Alternate Author Name(s): Darwall, Mrs. John
Subject(s): Aging; Facades; Vanity; Women; Appearances


YE smarts and belles, whose airs and arts confess
Th' important study of your lives is dress;
Who gaily a polite contempt display
For all the learned, the wise, or good can say;
Forgive an artless maid who boldly tries
To vindicate the notions you despise.
Who would not sigh for that enchanting air,
Which speaks Belinda fairest of the fair,
Which men of sense admire, and beaus adore,
Did one charm last when beauty blooms no more?
When those resistless eyes no longer shine,
And the fresh roses in those cheeks decline;
When age contracts those gay, enlivening airs,
And that fair forehead crowns with hoary hairs;
What then must fix the friend? or what sustain
The long-collected load of years and pain?
Will the light air, the practised smile avail,
When love and triumph with her face must fail?
For peace or pleasure can she hope, from skill
In dear detraction, and adored quadrille?
Why then is Delia by the world admired?
Her talk is trifling, and her tongue untired.

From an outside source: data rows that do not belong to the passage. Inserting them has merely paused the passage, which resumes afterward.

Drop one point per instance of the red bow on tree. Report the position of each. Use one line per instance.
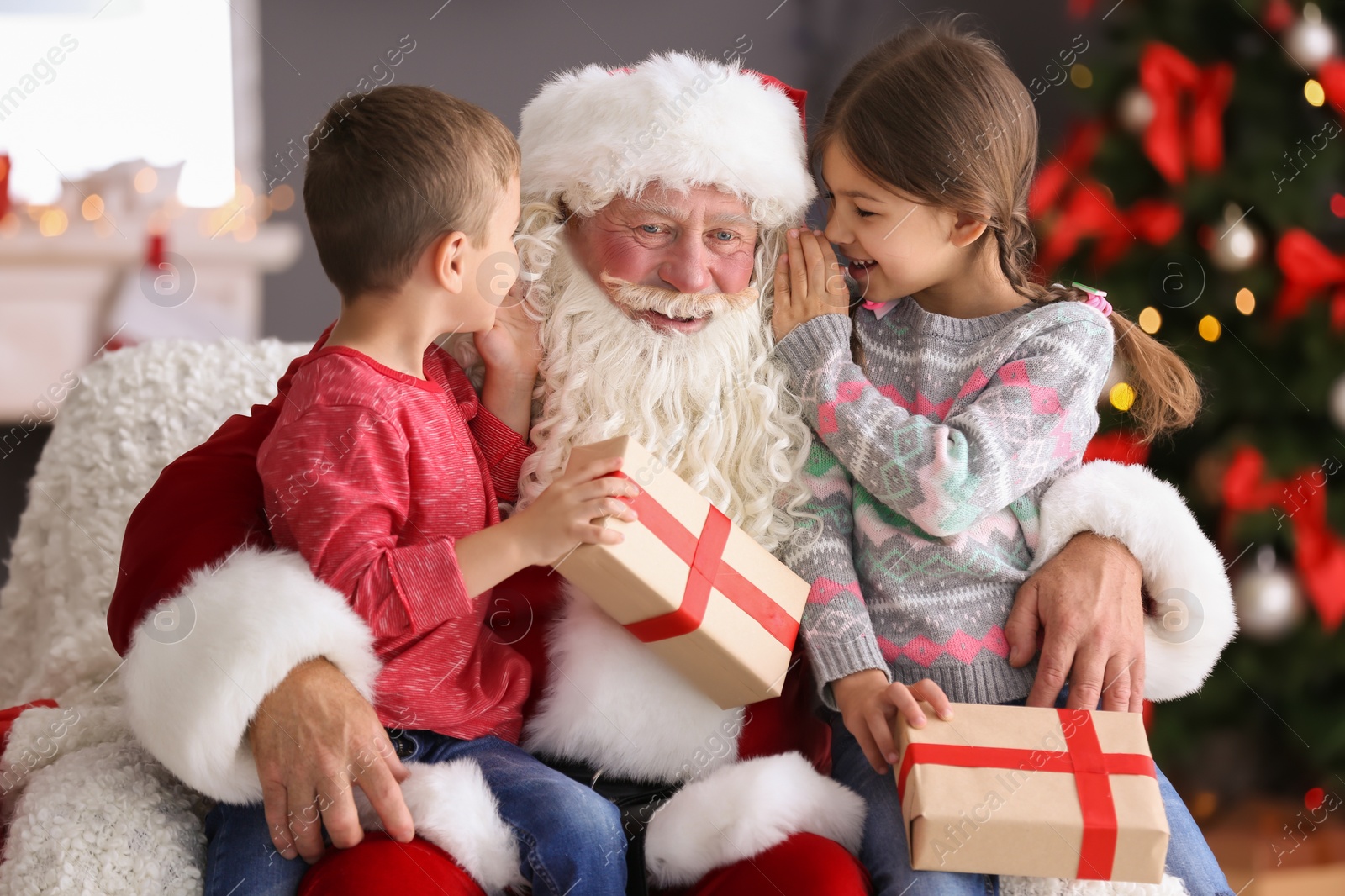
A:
(1174, 82)
(1089, 212)
(1318, 553)
(1056, 175)
(1309, 268)
(1332, 77)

For sense or nonsense -- 'tis no matter which --
Her ruby lips give sanction to her speech.
Yet fluttering Delia would be counted wise;
But, should you ask where Delia's judgement lies,
You'll find her wisdom centred in her eyes.

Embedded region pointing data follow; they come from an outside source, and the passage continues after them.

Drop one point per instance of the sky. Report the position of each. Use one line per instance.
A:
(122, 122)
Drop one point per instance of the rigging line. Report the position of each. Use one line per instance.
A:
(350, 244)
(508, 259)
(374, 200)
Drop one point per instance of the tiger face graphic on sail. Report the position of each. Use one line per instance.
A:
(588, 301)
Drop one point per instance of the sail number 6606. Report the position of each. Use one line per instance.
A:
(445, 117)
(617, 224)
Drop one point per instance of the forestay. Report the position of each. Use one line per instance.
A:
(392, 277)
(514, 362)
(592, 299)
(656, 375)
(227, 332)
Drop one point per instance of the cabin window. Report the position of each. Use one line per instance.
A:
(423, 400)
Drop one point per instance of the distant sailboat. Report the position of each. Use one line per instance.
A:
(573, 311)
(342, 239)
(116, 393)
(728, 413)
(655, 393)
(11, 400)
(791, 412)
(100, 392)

But gentle Silvia loves the languid air;
Faint voice and dying smiles describe the fair.
The lucid orb cast upward seems to prove
The virgin meditates on things above;
Yet Silvia's life proves this a vain pretence,
And seeming thought but hides defect of sense:
She seeks with these soft languors to disarm
The guarded breast, and reinforce each charm.
From the same motive, though by different ways,
The bold Camilla seeks the palm of praise.

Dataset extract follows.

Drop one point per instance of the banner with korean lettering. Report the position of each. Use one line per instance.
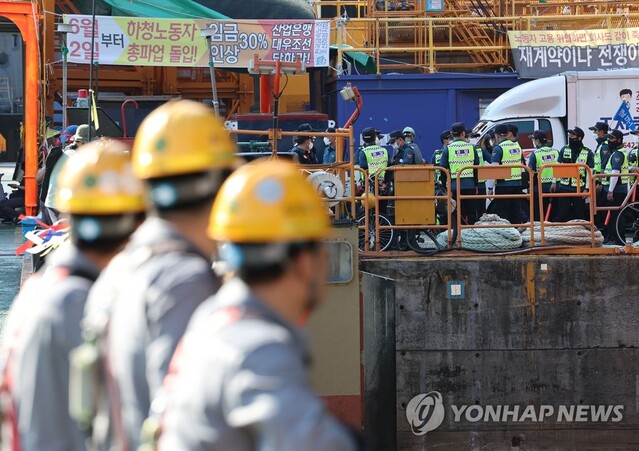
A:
(141, 41)
(542, 53)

With manly stride Camilla spurns the ground,
Or on the prancing steed pursues the hound;
Through brakes, down precipices, lo! she speeds,
Dares the rough torrent, bounds along the meads:
For what? -- the gentle fair will blush to hear --
With her own hand to kill the trembling deer.
Satire on men superfluous would be:
What they approve by our own sex we see.
Since woman's happiness depends on man,
'Tis easy to conclude where first began
This group of follies, that o'erspread the earth:
From our wise Lords they first received their birth;
These our fond females, bent to please mankind,
Enlarged, exalted, softened and refined.
But who would waste their bloom, and not engage
One friend to soothe the wintry storms of age?
Let me, ye powers! inspired by Reason's laws,
Though coxcombs censure, gain my own applause;
In useful learning, as in years, advance;
Improve my mind and leave my form to chance:
Good sense and virtue gild the darkest scene,
And bloom as bright at sixty as sixteen.
Though Silvia's softness, Delia's sprightly grace,
Belinda's air, nor Arabella's face,
Conspire to make me lovely, health supplies
These cheeks with colour, and with strength these eyes:
These eyes, untaught to languish or to roll,
Convey instruction to th' inquiring soul.
O! Nature, never let thy bounty cease!
Still grant me health, and poetry, and peace.
Let me enjoy my visionary scene,
Stranger to envy, flattery, pride, or spleen;
So my last breath shall praise thee when I die,
And my life vanish in a tuneful sigh.